Above: A billiards ball is the skull’s worst enemy.
GamesBeat: Do you have any improvements or new tools in the mission creator for fans? It seems like a lot of people took the last one and added their own layers on top of even the stuff you built into the game.
Jacob Mikkelsen: Right now Contracts mode is trucking along. We’ve done some changes to it throughout the previous game’s life, at the tail end, where we did these trending contracts so it was easier to find the popular once. But for now, it starts where it is right now, and we’ll have to see where we are during the live end.
GamesBeat: A couple months from now, a year from now, do you imagine that it would be possible that you’re still making content or adding stuff to the game that you had no idea about right now? Not just levels, but features, things like that.
Jacob Mikkelsen: The thing is, making a game like this is just—in its own right it’s kind of crazy, because it’s such a beast. As an interesting anecdote from the Miami thing you just played, I don’t know if you noticed, but when you enter the drivers’ lounge, there are these big mirror balls hanging from the ceiling. When we designed these locations, we started out with the idea of race cars. So then we need grandstands, we need paddocks, we need pits, we need a VIP lounge, the emergency area in the back, all that stuff. That kind of explodes in the design from the cars. As we realized these locations, when we began to build them and set them up, all of a sudden there’s this mirror ball hanging here that the graphics artists made. Well, that’s an accident waiting to happen. Can we turn that into an accident? And we did. Now that’s one more way of doing something to someone, which in the case of [name – 12:00], I think it could potentially work. But this is also ammo for the contract creators and the escalation contracts and elusive contracts. It’s about keeping as many doors open as possible. Right now, of course we have ideas for where we want to take the different features and things moving forward. But it’s always something where we look at it and see what players are actually doing with the game. Then we react to that. It’s mix of our own ideas and the reactions we get from the players.

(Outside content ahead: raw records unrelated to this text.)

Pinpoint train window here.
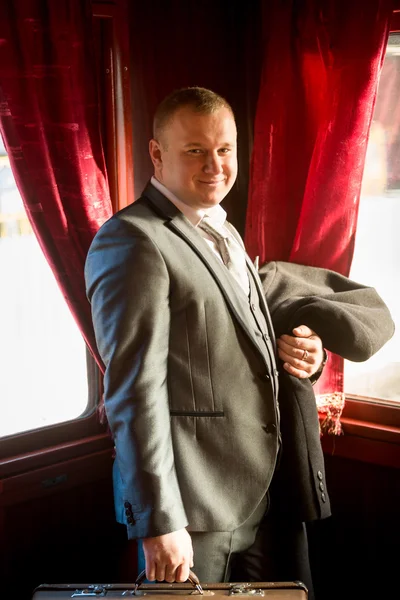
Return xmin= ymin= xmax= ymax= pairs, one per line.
xmin=0 ymin=136 xmax=89 ymax=437
xmin=344 ymin=33 xmax=400 ymax=403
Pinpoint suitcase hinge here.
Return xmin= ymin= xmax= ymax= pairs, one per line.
xmin=71 ymin=585 xmax=107 ymax=598
xmin=229 ymin=583 xmax=264 ymax=596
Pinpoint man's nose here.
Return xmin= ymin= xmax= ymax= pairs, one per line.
xmin=203 ymin=153 xmax=222 ymax=175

GamesBeat: Last question would be about going independent and then working with WB. How is that going? Are you confident that you have the key metrics you’re going to hit?
Jacob Mikkelsen: The development of this game started right after the previous one. I’m just super happy that we get to continue. Working with Warner is great. It’s working out just fine.
GamesBeat: They have you right up front here. You’re a big deal this year.
Jacob Mikkelsen: It’s been a blast being at E3 and going around and showing the game, having people in there really playing it. We’ve gotten lots of giggles. The fish–
GamesBeat: Oh yeah, when I came out I was like, oh man, I wish I could have found the fish.
Jacob Mikkelsen: To be honest, I think that was—it was one of these things where, oh, we have a fish! At the studio—I actually—how does this sound? [Cracking up laughing] I actually googled a video of two guys slapping each other with a fish, and I thought, okay, awesome, let’s do that.